A Mayweather también lo robaron

Debo reconocer que yo sí disfruté la pelea entre Floyd Mayweather y Manny Pacquiao, que soy de los convencidos que el estadunidense dio una lección de boxeo y si yo hubiera sido uno de los jueces también hubiera dado ocho rounds o más a favor del Money.

No fue la pelea del siglo ni de la década, probablemente no sea ni la más memorable del año. Pero pasan los días y sigo escuchando quejas de los aficionados, que se sienten engañados y prometen no volver a ver una pelea. A nadie le gustó, en la mayoría de los casos vieron ganar al filipino.

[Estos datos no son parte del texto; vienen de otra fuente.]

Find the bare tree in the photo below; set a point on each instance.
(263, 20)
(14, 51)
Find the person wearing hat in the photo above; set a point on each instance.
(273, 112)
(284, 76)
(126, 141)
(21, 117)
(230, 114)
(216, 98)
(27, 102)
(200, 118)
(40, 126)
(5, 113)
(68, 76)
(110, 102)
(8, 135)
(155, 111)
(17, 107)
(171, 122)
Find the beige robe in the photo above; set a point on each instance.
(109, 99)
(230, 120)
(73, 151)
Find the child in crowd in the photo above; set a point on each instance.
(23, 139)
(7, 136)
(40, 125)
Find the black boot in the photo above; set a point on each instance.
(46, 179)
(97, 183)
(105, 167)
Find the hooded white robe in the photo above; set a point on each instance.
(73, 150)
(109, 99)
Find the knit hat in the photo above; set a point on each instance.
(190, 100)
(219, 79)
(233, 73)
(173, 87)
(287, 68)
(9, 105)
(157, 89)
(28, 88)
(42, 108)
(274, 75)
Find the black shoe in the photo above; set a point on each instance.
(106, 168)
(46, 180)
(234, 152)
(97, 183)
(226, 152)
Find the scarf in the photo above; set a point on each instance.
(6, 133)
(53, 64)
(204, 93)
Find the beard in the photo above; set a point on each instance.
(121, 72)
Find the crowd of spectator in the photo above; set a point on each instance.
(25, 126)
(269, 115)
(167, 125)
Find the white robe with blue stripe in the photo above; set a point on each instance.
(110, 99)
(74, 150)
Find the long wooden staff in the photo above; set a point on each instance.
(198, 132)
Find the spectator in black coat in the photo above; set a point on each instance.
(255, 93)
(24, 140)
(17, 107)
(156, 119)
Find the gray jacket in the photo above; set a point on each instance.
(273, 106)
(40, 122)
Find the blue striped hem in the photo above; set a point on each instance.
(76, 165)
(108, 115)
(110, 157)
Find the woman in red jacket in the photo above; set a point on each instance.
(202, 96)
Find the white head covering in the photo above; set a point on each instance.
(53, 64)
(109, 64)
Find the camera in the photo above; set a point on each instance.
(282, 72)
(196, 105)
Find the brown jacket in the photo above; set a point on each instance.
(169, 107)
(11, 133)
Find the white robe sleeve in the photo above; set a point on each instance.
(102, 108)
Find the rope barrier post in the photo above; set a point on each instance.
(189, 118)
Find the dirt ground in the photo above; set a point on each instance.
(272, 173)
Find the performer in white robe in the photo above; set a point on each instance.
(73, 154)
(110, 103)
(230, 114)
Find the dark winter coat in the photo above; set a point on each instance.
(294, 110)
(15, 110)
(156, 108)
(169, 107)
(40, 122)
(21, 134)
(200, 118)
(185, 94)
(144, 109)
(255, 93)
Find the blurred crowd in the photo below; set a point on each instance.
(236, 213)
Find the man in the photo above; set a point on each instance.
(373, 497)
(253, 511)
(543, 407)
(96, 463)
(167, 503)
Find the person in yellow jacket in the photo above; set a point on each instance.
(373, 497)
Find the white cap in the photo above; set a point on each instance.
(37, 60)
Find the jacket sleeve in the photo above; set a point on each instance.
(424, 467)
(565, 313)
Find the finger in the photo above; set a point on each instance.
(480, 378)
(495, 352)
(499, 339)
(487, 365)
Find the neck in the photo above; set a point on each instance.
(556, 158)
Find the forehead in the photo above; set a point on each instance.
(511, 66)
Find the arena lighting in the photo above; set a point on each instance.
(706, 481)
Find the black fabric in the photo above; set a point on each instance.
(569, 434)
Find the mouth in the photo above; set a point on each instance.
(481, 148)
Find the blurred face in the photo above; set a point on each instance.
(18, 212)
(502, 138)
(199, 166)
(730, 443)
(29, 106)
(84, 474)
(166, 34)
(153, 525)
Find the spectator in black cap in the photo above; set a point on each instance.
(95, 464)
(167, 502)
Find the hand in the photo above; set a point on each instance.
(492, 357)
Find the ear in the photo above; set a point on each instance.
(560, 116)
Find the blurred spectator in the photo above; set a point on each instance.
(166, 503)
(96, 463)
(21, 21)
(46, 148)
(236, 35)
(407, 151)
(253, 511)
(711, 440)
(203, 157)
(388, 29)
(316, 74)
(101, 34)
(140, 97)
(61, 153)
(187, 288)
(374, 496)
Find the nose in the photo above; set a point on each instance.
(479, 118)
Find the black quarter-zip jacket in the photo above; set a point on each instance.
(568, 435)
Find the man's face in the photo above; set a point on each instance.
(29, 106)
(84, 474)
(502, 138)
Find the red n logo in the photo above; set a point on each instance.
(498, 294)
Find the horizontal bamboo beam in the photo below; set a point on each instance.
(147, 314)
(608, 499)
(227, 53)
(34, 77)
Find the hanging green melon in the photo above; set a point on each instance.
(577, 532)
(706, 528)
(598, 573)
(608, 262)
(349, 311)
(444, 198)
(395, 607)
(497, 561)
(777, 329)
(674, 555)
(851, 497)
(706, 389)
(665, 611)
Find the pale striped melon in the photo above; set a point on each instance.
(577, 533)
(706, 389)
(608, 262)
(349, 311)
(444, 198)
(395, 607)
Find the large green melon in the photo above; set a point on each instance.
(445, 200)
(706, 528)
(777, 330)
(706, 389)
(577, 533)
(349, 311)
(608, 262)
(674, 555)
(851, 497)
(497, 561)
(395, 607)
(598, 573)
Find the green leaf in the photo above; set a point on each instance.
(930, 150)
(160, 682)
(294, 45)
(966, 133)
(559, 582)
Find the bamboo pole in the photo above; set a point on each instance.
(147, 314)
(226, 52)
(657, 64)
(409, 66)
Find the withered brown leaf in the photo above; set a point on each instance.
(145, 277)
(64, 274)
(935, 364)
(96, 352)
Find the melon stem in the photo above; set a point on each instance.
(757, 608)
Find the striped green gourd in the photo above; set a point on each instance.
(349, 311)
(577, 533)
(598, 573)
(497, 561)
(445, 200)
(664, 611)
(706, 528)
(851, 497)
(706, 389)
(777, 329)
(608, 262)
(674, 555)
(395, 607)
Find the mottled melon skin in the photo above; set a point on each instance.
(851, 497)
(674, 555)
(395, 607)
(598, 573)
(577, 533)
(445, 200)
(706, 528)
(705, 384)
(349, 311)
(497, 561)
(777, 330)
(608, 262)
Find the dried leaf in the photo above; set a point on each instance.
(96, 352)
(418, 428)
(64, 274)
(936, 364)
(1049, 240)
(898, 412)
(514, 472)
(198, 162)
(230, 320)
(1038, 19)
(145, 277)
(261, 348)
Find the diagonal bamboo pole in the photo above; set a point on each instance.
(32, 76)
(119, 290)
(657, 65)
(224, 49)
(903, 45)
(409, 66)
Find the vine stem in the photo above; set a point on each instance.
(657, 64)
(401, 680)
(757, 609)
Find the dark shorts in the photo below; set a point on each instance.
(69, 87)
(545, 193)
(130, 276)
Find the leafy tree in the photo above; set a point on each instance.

¿Quién está equivocado entonces? Nosotros, ese mínimo porcentaje de seguidores del boxeo que entendemos qué factores influyen en las tarjetas o los millones de personas que hicieron de esta la pelea más vista de todos los tiempos.

El boxeo y las artes marciales mixtas son de los pocos deportes profesionales de alcance global donde el resultado depende de la apreciación de jueces. En el ámbito amateur, disciplinas como los clavados, la gimnasia o el taekwondo tienden a encontrarse con la polémica y han buscado perfeccionar año con año sus métodos.

El boxeo amateur también se revoluciona, en los Juegos Centroamericanos vimos combates sin careta y quitaron el sistema de puntos por golpes. Ese mismo con el que Mayweather perdió su último combate en la semifinal de Atlanta 1996.

El atleta mejor pagado del mundo también acusó de robo en una decisión 10-9 a favor del búlgaro Serafim Todorov, incluso, el réferi de la pelea levanta la mano de Floyd al escuchar la puntuación, pero tuvo que rectificar. En ese enfrentamiento, Floyd no paraba de ir hacia adelante, corrió riesgos ante un rival de mayor alcance, que lo conectó con poder en el rostro, su oponente fue sucio y a pesar de las advertencias del réferi no perdió puntos.

Ese día Floyd perdió la oportunidad del oro olímpico, pero aprendió lo que necesitaba hacer para ganar en el boxeo.